ENaC is located in the apical membrane of polarized epithelial cells particularly in the kidney (primarily in the collecting tubules), the lung and the colon. It is involved in the transepithelial Na+-ion transport, which it accomplishes together with the Na+/K+-ATPase.

It plays a major role in the Na+- and K+-ion homeostasis of blood, epithelia and extraepithelial fluids by resorption of Na+-ions. The activity of ENaC in colon and kidney is modulated by the mineralcorticoid aldosterone. It can be blocked by either triamterene or amiloride, which are used medically to serve as diuretics. In the kidney it is inhibited by atrial natriuretic peptide, causing natriuresis and diuresis.

ENaC can furthermore be found in taste receptor cells, where it plays an important role in salt taste perception. In rodents virtually the entire salt taste is mediated by ENaC, whereas it seems to play a less significant role in humans: about 20 percent can be accredited to the epithelial sodium channel.

It has been suggested that it may be a ligand-gated ion channel.[6]

Structure

ENaC consists of three different subunits: α, β, γ.[7] The stoichiometry of these subunits is still to be verified, but ENaC is very likely to be a heterotrimeric protein like the recently analyzed acid-sensing ion channel 1 (ASIC1), which belongs to the same family.[1] Each of the subunits consists of two transmembrane helices and an extracellular loop. The amino- and carboxy-termini of all polypeptides are located in the cytosol.

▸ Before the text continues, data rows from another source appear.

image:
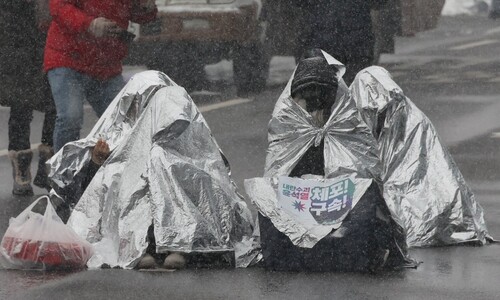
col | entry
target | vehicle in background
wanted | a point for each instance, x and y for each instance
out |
(403, 18)
(188, 34)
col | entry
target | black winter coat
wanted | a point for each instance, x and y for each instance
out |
(22, 80)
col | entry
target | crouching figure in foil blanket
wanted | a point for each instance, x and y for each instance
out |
(320, 205)
(162, 172)
(423, 187)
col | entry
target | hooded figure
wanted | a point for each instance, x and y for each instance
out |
(165, 169)
(331, 216)
(423, 187)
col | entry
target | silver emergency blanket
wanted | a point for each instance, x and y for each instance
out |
(165, 169)
(349, 151)
(423, 188)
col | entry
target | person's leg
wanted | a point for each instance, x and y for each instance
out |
(45, 150)
(20, 153)
(102, 93)
(68, 90)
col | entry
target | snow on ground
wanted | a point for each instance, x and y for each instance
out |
(467, 7)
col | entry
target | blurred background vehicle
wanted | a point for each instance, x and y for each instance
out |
(189, 34)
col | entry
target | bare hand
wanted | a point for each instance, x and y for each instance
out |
(102, 27)
(100, 152)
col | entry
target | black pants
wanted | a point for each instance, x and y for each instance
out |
(20, 119)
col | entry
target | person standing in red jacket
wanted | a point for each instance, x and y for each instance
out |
(86, 44)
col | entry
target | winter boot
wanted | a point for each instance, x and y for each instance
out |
(174, 261)
(21, 171)
(45, 152)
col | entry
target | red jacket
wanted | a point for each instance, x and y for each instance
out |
(70, 45)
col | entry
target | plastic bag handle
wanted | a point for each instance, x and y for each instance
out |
(49, 208)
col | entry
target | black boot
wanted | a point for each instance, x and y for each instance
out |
(21, 171)
(45, 152)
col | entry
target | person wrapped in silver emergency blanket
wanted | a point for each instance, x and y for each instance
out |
(423, 187)
(163, 173)
(320, 205)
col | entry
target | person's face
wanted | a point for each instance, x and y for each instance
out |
(317, 97)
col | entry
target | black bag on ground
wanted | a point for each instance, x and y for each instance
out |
(368, 240)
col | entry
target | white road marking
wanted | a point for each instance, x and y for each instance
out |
(224, 104)
(205, 108)
(474, 45)
(4, 152)
(492, 31)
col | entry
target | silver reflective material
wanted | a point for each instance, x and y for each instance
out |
(165, 169)
(349, 150)
(423, 187)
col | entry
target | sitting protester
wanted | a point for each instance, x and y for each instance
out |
(163, 187)
(320, 205)
(423, 187)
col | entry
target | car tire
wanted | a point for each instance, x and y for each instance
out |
(250, 68)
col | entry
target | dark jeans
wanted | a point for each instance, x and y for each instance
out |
(20, 119)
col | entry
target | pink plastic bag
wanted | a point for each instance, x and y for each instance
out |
(35, 241)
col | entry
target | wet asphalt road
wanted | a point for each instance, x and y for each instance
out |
(453, 75)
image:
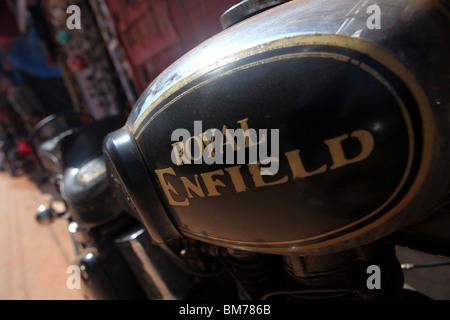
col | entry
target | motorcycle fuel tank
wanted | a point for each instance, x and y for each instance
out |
(308, 128)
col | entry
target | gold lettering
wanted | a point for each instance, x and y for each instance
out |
(167, 187)
(190, 186)
(337, 152)
(258, 179)
(297, 168)
(227, 138)
(248, 140)
(236, 178)
(211, 184)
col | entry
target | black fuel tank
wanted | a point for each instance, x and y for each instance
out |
(354, 118)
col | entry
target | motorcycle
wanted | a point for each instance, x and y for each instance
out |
(355, 113)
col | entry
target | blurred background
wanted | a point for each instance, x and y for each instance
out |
(96, 58)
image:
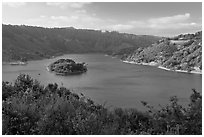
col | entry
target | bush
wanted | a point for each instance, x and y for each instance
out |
(29, 108)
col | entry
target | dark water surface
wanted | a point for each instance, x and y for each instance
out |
(114, 82)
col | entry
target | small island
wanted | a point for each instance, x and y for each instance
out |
(67, 67)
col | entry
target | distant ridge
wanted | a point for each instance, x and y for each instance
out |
(33, 42)
(182, 53)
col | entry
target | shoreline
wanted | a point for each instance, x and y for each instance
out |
(161, 67)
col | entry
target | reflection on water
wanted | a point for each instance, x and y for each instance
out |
(109, 80)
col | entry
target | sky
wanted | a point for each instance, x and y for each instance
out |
(161, 19)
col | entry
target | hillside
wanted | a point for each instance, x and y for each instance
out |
(183, 53)
(36, 42)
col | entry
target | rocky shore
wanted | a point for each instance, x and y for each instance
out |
(161, 67)
(67, 67)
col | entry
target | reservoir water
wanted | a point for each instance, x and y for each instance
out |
(112, 82)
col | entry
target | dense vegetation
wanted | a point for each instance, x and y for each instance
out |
(36, 42)
(30, 108)
(67, 67)
(183, 52)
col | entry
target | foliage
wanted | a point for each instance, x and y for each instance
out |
(183, 52)
(30, 108)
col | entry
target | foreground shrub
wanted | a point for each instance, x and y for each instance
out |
(30, 108)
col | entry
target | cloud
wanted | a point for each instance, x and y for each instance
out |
(180, 21)
(120, 27)
(63, 5)
(14, 4)
(171, 19)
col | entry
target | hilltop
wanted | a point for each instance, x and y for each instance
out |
(33, 43)
(180, 53)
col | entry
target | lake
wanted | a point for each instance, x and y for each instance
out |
(112, 82)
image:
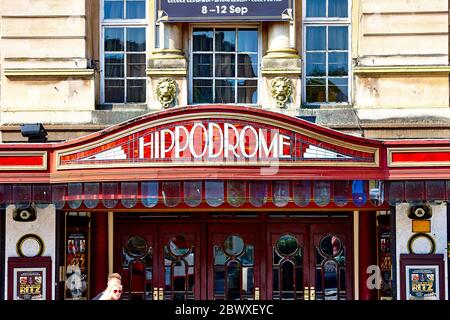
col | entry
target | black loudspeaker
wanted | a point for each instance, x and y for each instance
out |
(27, 214)
(420, 212)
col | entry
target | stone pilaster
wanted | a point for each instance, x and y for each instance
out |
(168, 62)
(281, 60)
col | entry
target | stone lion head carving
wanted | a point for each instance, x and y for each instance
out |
(281, 89)
(166, 90)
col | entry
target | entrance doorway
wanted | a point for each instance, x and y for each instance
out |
(254, 259)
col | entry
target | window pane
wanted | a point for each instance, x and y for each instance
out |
(225, 65)
(113, 9)
(247, 91)
(114, 65)
(136, 65)
(225, 91)
(203, 65)
(214, 192)
(248, 40)
(136, 90)
(203, 39)
(202, 91)
(135, 9)
(150, 193)
(75, 192)
(316, 64)
(193, 193)
(338, 64)
(316, 38)
(171, 191)
(248, 65)
(135, 39)
(337, 38)
(315, 90)
(316, 8)
(338, 8)
(236, 193)
(114, 91)
(114, 39)
(337, 89)
(226, 40)
(258, 193)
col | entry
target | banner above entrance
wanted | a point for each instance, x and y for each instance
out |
(224, 142)
(217, 139)
(220, 10)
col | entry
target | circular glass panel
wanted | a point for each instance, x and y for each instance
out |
(330, 245)
(136, 246)
(179, 246)
(287, 245)
(233, 245)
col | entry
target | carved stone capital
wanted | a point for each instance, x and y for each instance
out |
(281, 90)
(166, 91)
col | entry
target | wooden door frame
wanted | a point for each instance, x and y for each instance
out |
(257, 252)
(348, 227)
(262, 224)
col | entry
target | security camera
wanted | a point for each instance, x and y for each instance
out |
(420, 212)
(27, 214)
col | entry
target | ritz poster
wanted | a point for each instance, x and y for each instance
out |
(423, 283)
(76, 267)
(29, 285)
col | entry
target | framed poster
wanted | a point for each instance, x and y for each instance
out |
(422, 277)
(76, 266)
(29, 278)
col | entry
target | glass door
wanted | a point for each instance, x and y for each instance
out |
(287, 271)
(330, 262)
(233, 262)
(159, 261)
(136, 260)
(179, 262)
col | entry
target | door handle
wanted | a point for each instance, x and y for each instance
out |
(312, 293)
(257, 297)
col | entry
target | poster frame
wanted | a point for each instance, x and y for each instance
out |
(425, 261)
(30, 264)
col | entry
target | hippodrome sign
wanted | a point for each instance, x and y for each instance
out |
(214, 141)
(207, 10)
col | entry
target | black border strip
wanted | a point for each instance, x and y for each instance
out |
(448, 244)
(2, 252)
(393, 252)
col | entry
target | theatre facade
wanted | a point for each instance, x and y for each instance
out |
(220, 202)
(229, 150)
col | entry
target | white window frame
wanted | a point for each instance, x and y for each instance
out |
(121, 23)
(191, 60)
(324, 21)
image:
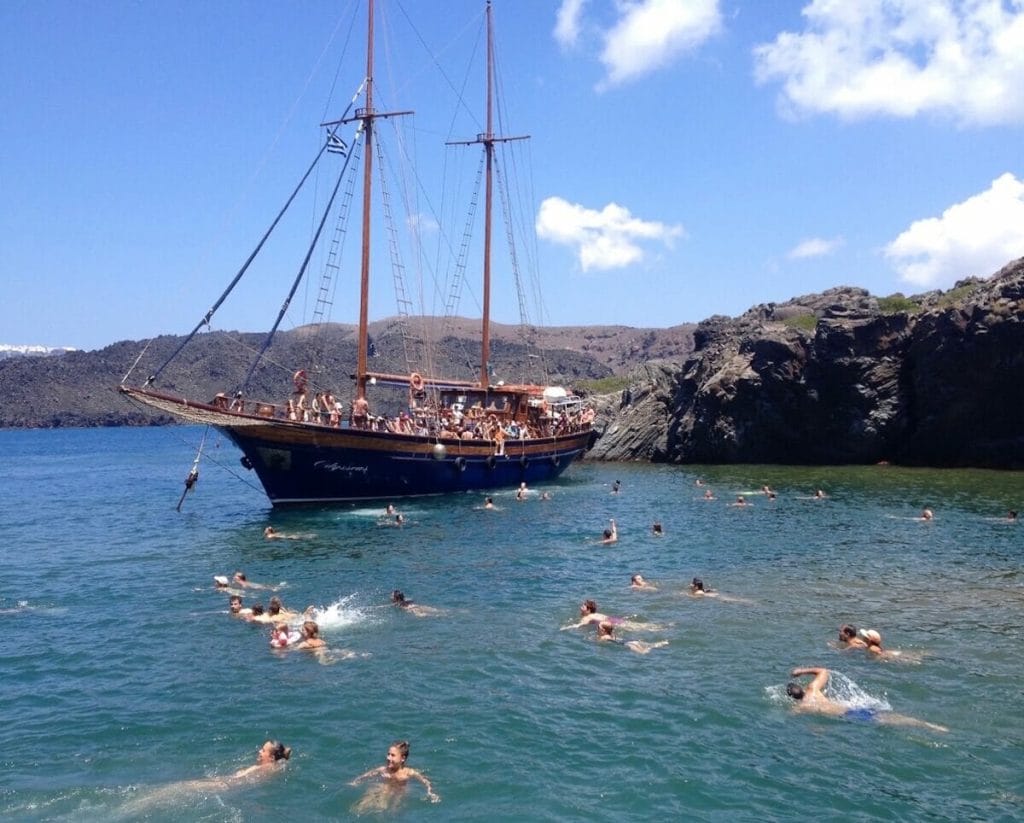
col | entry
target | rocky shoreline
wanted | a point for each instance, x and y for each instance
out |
(842, 377)
(839, 378)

Structurally, the proteins that belong to this family consist of about 510 to 920 amino acid residues. They are made of an intracellular N-terminus region followed by a transmembrane domain, a large extracellular loop, a second transmembrane segment and a C-terminal intracellular tail.[8]

δ-subunit

In addition there is a fourth, so-called δ-subunit, that shares considerable sequence similarity with the α-subunit and can form a functional ion-channel together with the β- and γ-subunits. Such δ, β, γ-ENaC appears in pancreas, testes and ovaries. Their function is yet unknown.

Families

Members of the epithelial Na+ channel (ENaC) family fall into four subfamilies, termed alpha, beta, gamma and delta.[4] The proteins exhibit the same apparent topology, each with two transmembrane (TM) spanning segments, separated by a large extracellular loop. In most ENaC proteins studied to date, the extracellular domains are highly conserved and contain numerous cysteine residues, with flanking C-terminal amphipathic TM regions, postulated to contribute to the formation of the hydrophilic pores of the oligomeric channel protein complexes. It is thought that the well-conserved extracellular domains serve as receptors to control the activities of the channels.

Vertebrate ENaC proteins are similar to degenerins of Caenorhabditis elegans[8]: deg-1, del-1, mec-4, mec-10 and unc-8. These proteins can be mutated to cause neuronal degradation, and are also thought to form sodium channels.

Genes

The exon–intron architecture of the three genes encoding the three subunits of ENaC have remained highly conserved despite the divergence of their sequences.[9]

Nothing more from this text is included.